Итак, при написании я имел на руках фотокопии самого кодекса, перевод кодекса на русский язык, около двухсот страниц комментариев А. П. к переводу и его предсмертное письмо ко мне, приводить которое я считаю излишним. Где находятся оригинал кодекса и его имитация сейчас и какие инструкции получили те люди, которые, я надеюсь, будут добиваться научной публикации, мне неизвестно.
Мои сердечные благодарности поэту и писателю Даниэлю Клугеру, который уже не в первый раз приходит мне на помощь, и Руслану Хазарзару, чей фундаментальный труд «Сын человеческий» помог мне сориентироваться во многих реалиях древности. Я настоятельно рекомендую эту книгу всем, желающим не только верить, но и знать.
И, конечно, отдельное спасибо Иосифу Флавию.
Еще несколько слов от автора.
Об именах и географических названиях. В рукописи они, как правило, приводятся в непривычном для нас виде, а именно: греческими буквами воспроизводится звучание имени либо названия; иногда бывает трудно понять, о чем или о ком идет речь. Есть случаи, когда имя одного и того же человека в одном месте написано так, как оно звучит по-еврейски, в другом – как по-гречески, в третьем – скорее всего, по-арамейски. Я говорю «скорее всего» потому, что точной фонетики арамейского не знает никто. Если учесть, что кодекс написан на одном из диалектов лаконского (спартанского) языка, который в произношении отличался от общегреческого койне весьма значительно, то понятно, насколько тяжело было иногда разобраться, кто или что имеется в виду.
Я постарался везде, где это не мешает восприятию, это непривычное написание сохранить. С другой стороны, в зависимости от контекста пришлось применять наряду с арамейской и еврейскую форму имен, и греческую, и привычную нам орфографию, принятую в русском синодальном переводе Библии (например, Элишбет – Элишева – Элисбет – Елисавета; Иешуа – Йешуа – Иэсус – Иисус). В описываемое время точно так же применялись различные формы одного и того же имени: еврейская космополитичная знать говорила по-гречески и называла детей греческими именами (совершеннейший аналог России девятнадцатого века, только вместо греческого был французский), простые горожане и крестьяне говорили на арамейском и использовали арамейские формы имен и названий, священнослужители – древнееврейские. Римляне же всех именовали на свой латинский манер; грамотные люди их понимали.

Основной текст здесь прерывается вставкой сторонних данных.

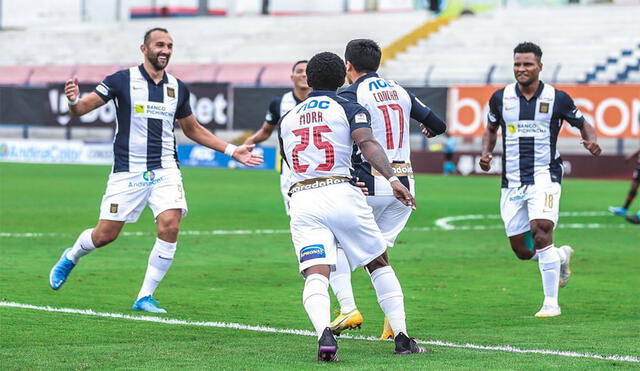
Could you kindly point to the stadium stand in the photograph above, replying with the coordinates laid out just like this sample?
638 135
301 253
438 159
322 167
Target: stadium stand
475 49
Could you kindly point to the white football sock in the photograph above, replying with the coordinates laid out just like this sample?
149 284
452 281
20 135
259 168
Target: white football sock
315 299
83 246
160 260
549 264
340 281
562 254
390 298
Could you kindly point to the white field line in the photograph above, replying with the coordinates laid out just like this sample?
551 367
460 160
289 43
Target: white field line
238 326
442 224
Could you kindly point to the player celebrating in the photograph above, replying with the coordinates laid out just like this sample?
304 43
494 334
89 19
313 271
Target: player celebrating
390 107
278 107
530 114
145 169
317 138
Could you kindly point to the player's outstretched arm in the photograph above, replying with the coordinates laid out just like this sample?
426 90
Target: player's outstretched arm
375 155
261 135
78 106
196 132
488 144
589 139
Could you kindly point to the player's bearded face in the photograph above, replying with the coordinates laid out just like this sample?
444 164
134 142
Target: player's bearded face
158 52
526 68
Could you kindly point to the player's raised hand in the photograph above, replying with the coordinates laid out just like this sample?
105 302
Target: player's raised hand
592 147
243 155
426 132
71 89
485 161
402 194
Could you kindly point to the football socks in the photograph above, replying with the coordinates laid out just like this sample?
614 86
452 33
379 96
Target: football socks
315 299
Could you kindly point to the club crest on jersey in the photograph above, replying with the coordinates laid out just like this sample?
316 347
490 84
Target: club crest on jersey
312 252
544 107
149 175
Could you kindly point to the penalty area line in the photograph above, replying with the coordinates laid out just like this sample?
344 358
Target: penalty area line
238 326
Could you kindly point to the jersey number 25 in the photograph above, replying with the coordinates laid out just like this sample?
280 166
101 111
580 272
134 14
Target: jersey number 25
304 134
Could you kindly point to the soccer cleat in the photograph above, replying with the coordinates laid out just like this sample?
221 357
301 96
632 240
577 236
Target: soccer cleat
327 347
548 311
148 304
387 331
634 219
350 320
565 269
618 210
407 345
60 271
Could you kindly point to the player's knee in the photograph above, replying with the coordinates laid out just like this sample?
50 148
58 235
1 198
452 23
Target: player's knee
542 239
103 238
523 255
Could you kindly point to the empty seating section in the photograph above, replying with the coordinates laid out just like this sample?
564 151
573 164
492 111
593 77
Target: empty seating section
242 50
477 49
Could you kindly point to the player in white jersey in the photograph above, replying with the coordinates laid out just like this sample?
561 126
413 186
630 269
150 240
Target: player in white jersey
145 171
317 140
391 108
530 114
279 107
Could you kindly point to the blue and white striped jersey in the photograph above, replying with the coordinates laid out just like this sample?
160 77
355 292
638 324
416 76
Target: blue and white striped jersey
145 118
391 108
315 136
530 132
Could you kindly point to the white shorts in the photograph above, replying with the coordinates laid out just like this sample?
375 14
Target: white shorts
391 216
285 184
519 206
339 212
128 193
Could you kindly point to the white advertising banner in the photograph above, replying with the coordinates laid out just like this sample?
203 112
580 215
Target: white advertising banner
55 152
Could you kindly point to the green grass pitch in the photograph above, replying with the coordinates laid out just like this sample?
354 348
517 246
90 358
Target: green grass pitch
460 286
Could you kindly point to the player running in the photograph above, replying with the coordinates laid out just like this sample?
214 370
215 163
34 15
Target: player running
633 191
530 114
278 107
391 108
145 168
317 139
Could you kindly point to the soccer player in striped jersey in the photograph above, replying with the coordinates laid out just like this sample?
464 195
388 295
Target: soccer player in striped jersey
391 108
145 172
530 114
317 139
279 107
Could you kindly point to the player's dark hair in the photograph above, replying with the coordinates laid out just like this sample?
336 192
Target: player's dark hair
147 35
326 71
529 47
297 63
364 55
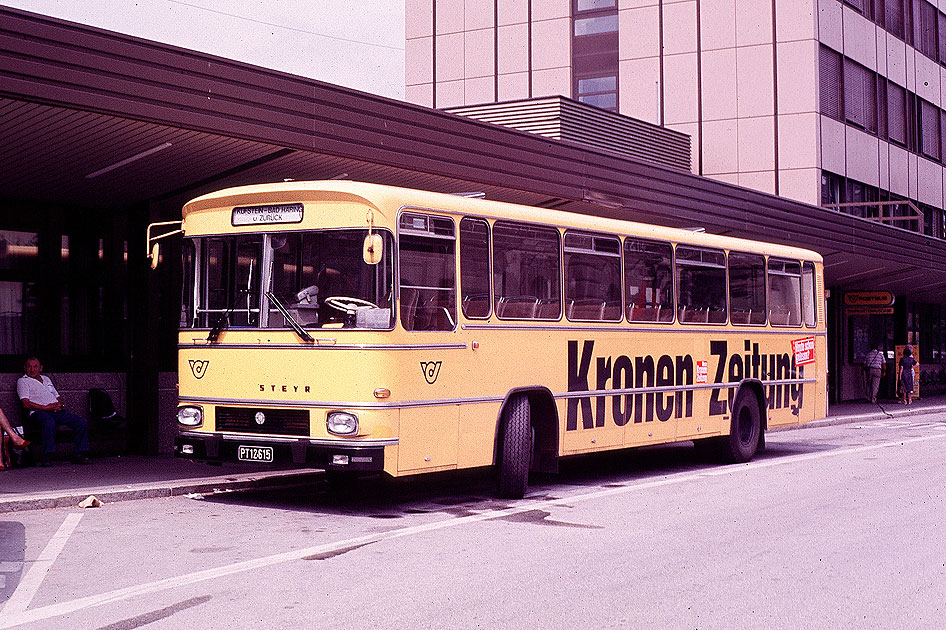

В рукописи есть персонажи, которые именуются попеременно то на греческий, то на арамейский манер. Дабы избежать лишней путаницы, я оставил им только по одному имени.
Хасмонейская династия – Хасмонеи в рукописи именуются только Маккавеи и Маккаби (есть оба варианта написания). Причина этого мне неизвестна, но я решил так и оставить.
Еврейский календарь, как я понял, использовался прежде всего для определения религиозных праздников, а сирийско-македонский – в повседневном обиходе.[1] То есть когда в тексте упоминается праздник, называется еврейский месяц, а когда рядовая дата – македонский. Римский счет месяцев и лет в рукописи не встречался ни разу.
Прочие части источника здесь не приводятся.